July 2007 - Posts

The key to performance with partition management is to deal with empty partitions. That way all you have is meta data changes and no data has to be copied.

We recently encountered a situation where we had two partitions and wanted to merge them. In a merge you have 3 boundaries the left one, the middle one and the right one. In doing a merge you are going to get rid of the middle one and have 1 partition that is bounded by the left and right values. The partition on the left of the middle boundary was empty and the one on the right wasn't. We were using RIGHT partitioning so the partition value for the middle boundary was included in the RIGHT hand partition. We expected this to be very quick. The engine you take the RIGHT hand partition and use it for the new partition.

But NO it was very slow.

In this situation the new partition has two boundaries the left and the right ones. Because we are using RIGHT based partitioning the boundary value included in this partition is the left hand one, this is the closed boundary.
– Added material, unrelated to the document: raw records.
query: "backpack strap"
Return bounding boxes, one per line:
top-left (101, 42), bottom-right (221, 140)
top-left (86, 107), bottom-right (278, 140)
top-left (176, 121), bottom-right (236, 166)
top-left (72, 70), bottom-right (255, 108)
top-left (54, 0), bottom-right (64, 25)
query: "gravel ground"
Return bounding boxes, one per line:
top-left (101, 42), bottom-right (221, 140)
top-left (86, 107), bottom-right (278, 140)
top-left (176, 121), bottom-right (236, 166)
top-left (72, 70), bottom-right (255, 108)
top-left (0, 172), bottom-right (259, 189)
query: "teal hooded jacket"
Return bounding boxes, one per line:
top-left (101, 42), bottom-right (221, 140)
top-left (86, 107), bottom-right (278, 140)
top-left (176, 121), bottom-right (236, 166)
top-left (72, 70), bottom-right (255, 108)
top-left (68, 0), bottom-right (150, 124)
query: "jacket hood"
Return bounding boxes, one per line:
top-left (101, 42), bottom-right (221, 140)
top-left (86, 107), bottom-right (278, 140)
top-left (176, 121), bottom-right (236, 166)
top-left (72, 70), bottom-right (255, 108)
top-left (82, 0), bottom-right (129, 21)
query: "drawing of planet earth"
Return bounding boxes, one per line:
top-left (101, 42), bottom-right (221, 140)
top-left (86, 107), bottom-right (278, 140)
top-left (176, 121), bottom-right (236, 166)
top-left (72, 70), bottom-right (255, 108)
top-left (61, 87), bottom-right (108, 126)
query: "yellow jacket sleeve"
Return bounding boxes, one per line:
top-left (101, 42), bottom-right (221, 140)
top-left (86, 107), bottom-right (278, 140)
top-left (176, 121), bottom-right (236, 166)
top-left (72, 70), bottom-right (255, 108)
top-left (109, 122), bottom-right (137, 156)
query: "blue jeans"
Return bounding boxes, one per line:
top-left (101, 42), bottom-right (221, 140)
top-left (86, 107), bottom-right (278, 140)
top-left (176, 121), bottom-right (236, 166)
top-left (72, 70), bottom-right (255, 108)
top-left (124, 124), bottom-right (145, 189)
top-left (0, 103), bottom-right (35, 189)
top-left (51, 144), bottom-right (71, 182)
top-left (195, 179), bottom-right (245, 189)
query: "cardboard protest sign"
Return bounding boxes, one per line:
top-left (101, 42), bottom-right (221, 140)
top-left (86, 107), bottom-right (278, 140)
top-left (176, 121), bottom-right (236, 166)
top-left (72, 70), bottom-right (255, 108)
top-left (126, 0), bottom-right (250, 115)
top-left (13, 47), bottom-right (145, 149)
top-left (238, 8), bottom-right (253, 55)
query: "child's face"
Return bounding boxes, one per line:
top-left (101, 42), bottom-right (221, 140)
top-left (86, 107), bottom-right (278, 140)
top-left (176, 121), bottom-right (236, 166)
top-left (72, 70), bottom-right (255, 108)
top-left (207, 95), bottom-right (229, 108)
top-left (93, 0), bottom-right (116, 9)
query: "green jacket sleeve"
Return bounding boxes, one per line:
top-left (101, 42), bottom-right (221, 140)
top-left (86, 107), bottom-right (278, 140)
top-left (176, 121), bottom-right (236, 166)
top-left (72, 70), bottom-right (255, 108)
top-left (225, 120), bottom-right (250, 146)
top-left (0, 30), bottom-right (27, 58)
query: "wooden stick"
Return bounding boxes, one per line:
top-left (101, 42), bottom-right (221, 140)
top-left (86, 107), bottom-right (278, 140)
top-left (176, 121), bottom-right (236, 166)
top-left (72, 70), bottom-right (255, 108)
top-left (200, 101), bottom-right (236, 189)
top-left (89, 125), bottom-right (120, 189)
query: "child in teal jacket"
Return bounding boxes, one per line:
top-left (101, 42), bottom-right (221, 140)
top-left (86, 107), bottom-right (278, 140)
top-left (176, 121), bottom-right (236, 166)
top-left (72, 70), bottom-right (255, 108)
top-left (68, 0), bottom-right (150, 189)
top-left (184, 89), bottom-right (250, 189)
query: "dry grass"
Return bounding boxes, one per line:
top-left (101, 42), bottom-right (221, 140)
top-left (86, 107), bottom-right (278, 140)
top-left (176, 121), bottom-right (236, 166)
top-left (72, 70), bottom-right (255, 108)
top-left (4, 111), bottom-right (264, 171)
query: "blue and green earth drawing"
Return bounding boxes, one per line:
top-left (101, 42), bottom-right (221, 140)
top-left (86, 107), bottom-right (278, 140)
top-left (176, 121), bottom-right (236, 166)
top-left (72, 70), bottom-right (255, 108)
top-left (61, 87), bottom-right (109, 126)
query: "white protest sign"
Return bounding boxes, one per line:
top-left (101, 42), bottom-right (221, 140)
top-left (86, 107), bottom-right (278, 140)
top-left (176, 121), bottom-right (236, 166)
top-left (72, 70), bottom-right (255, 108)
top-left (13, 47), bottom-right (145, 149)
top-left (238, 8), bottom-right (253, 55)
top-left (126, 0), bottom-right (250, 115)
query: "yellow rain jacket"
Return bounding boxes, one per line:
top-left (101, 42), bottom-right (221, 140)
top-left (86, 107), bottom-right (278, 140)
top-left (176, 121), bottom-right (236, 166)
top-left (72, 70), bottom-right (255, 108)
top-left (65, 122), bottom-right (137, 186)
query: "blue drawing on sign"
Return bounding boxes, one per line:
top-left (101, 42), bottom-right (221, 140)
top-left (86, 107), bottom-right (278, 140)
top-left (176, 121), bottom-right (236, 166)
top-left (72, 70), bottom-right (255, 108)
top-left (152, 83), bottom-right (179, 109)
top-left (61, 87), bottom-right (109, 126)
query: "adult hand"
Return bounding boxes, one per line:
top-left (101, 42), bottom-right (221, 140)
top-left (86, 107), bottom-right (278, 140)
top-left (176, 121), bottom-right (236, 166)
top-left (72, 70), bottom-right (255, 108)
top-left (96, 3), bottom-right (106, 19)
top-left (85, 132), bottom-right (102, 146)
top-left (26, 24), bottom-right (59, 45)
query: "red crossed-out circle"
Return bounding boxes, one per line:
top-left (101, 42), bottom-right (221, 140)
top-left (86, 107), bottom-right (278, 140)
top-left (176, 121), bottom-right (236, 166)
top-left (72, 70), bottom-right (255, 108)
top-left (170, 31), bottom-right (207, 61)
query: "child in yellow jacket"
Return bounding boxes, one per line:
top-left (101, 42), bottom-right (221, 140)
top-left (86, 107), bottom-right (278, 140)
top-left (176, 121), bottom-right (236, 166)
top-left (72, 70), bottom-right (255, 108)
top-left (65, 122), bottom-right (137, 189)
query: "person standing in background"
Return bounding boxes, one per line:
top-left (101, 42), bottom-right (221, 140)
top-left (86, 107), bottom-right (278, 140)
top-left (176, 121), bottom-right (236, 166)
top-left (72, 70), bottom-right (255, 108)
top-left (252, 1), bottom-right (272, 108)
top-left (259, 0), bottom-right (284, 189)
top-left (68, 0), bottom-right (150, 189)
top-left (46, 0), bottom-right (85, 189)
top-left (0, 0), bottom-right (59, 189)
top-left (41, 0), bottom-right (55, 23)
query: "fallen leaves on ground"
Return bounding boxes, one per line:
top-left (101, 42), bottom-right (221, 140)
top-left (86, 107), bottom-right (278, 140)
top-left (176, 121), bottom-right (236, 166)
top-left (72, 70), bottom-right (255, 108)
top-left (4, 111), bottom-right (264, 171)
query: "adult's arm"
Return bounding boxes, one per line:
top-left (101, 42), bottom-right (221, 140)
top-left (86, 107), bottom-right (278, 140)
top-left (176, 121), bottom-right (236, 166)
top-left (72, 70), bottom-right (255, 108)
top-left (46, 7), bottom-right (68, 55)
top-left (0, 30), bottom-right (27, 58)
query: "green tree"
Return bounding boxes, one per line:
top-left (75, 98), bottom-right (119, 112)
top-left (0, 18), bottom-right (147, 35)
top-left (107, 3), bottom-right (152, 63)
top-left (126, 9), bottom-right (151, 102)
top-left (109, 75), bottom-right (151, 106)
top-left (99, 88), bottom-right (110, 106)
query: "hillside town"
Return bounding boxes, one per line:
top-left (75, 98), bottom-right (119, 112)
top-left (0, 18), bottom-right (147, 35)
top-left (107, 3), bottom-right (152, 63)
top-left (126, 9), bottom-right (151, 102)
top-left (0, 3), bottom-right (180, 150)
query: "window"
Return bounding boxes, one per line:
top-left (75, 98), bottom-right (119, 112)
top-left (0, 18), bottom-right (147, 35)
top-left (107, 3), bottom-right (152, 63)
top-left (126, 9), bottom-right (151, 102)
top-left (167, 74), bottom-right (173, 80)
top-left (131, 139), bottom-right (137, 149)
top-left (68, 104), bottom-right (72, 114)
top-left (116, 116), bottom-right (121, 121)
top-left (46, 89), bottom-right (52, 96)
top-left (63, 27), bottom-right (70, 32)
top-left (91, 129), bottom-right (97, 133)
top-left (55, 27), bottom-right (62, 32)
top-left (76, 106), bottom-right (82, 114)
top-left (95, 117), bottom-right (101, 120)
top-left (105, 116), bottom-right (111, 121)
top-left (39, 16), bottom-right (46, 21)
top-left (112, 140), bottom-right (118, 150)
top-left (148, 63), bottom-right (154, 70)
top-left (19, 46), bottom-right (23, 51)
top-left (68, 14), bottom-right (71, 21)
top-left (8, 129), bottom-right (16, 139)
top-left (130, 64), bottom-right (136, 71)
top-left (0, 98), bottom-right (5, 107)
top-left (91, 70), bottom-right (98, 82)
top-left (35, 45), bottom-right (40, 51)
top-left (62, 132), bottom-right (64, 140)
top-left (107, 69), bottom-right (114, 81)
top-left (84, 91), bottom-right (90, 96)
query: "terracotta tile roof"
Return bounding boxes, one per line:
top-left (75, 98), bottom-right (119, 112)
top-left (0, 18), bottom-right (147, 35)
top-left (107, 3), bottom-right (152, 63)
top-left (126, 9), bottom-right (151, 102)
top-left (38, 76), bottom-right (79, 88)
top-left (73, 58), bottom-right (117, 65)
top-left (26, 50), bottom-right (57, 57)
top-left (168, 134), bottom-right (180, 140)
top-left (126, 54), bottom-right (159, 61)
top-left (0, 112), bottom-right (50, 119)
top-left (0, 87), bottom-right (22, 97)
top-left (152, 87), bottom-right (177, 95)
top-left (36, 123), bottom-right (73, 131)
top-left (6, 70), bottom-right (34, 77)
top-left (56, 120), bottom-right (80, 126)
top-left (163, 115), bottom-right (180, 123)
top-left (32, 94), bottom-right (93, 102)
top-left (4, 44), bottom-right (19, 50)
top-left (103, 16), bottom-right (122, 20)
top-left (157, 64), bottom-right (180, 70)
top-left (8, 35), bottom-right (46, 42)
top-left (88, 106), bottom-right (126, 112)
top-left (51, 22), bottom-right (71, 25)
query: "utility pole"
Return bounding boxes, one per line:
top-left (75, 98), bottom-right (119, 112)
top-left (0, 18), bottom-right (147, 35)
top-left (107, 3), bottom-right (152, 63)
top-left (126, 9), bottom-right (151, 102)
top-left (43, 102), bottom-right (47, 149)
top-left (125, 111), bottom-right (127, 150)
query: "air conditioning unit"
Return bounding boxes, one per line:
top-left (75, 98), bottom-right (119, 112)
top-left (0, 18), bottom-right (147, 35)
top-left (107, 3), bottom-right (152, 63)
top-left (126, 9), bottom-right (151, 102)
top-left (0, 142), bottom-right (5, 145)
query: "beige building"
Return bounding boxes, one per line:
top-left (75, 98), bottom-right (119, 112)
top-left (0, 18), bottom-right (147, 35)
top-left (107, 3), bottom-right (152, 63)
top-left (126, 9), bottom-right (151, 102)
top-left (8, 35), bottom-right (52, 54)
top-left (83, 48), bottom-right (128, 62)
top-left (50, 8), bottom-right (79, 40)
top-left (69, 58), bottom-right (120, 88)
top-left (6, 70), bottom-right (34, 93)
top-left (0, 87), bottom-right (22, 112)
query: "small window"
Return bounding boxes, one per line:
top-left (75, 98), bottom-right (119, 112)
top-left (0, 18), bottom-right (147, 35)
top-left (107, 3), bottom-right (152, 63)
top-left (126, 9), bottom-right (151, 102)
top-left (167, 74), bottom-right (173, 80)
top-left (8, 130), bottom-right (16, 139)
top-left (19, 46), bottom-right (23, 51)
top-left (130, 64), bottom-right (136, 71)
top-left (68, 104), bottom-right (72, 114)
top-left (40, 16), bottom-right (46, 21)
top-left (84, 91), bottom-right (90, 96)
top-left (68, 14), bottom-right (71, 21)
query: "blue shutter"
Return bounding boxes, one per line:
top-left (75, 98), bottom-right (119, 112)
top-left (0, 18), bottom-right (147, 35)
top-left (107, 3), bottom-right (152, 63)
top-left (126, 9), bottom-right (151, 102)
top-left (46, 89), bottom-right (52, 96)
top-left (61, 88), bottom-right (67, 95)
What we found was that when doing a merge the engine takes the partition with the remaining closed boundary as the base partition and copies the merges the other partition with it. If doing RIGHT based partitioning this means if you are trying a sliding window partition when you switch the last partition out and then merge the last two partitions it moves the data from the right partition into the left partition, because the left partition has the closed boundary. This obviously sucks for performance.

To get round this, what you need to do is 1 of two things,

1. Leave the 2 partitions at the end so that both are empty, when these are merged the operation will be just meta data

2. Switch out the partition with the data, perform the merge on the now two empty partitions. Switch the partition back in. To do this you have to align the check constraints with the partition you are switching into. Which is a bit of a pain.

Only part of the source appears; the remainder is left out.